Druid priests sent sprigs to their flocks to announce the start of the New Year, which is where the tradition for bringing it indoors at that time started.
However it wasn’t only the Brits who made a big deal of mistletoe.
According to Norse legend, the god of peace was killed with an arrow made of mistletoe wood but by popular request of the other gods he was brought back to life.

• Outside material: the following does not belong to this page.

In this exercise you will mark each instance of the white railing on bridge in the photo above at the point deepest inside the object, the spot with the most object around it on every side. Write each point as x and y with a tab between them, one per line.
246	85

From then on mistletoe was under the care of the goddess of love, she insisted that anyone passing under it should be given a kiss to inspire love.
The practice spread and very nice it is too.
After Christianity took off we all began celebrating Christmas and leftovers of old pagan traditions were discouraged, so mistletoe was banned from churches long after other evergreens such as holly and ivy started creeping into Christmas decorations.
It is still banned in many places.
Mistletoe is a plant with a past but at the heart of its mystique lies its peculiar mode of growth.
It lives on trees, with no roots of its own.
Although it’s widely thought of as a parasite it’s really only partly so since it manufactures its own carbohydrates in the same way as terrestrial plants, using its green leaves to capture carbon dioxide and energy from sunlight by the process known as photosynthesis.
It relies on its host for water, support and a few basic nutrients – unlike true parasites, which don’t do anything for themselves.
Whether your interest in it is traditional or horticultural, mistletoe has become a festive essential.
Its berries couldn’t be better timed since they only start ripening in early December, “peaking” just right for Christmas.
However what you buy in the shops is rarely British mistletoe.
Our native sort, which grows wild in poplars, hawthorns, ash and a few other deciduous trees (most commonly in the West Country, Herefordshire and Worcestershire) is rare.
The bunch you buy at the greengrocer or garden centre was almost certainly grown commercially overseas and imported.
But it’s none the worse for that.
A bunch hanging up in the right spot still does the trick – try it and see.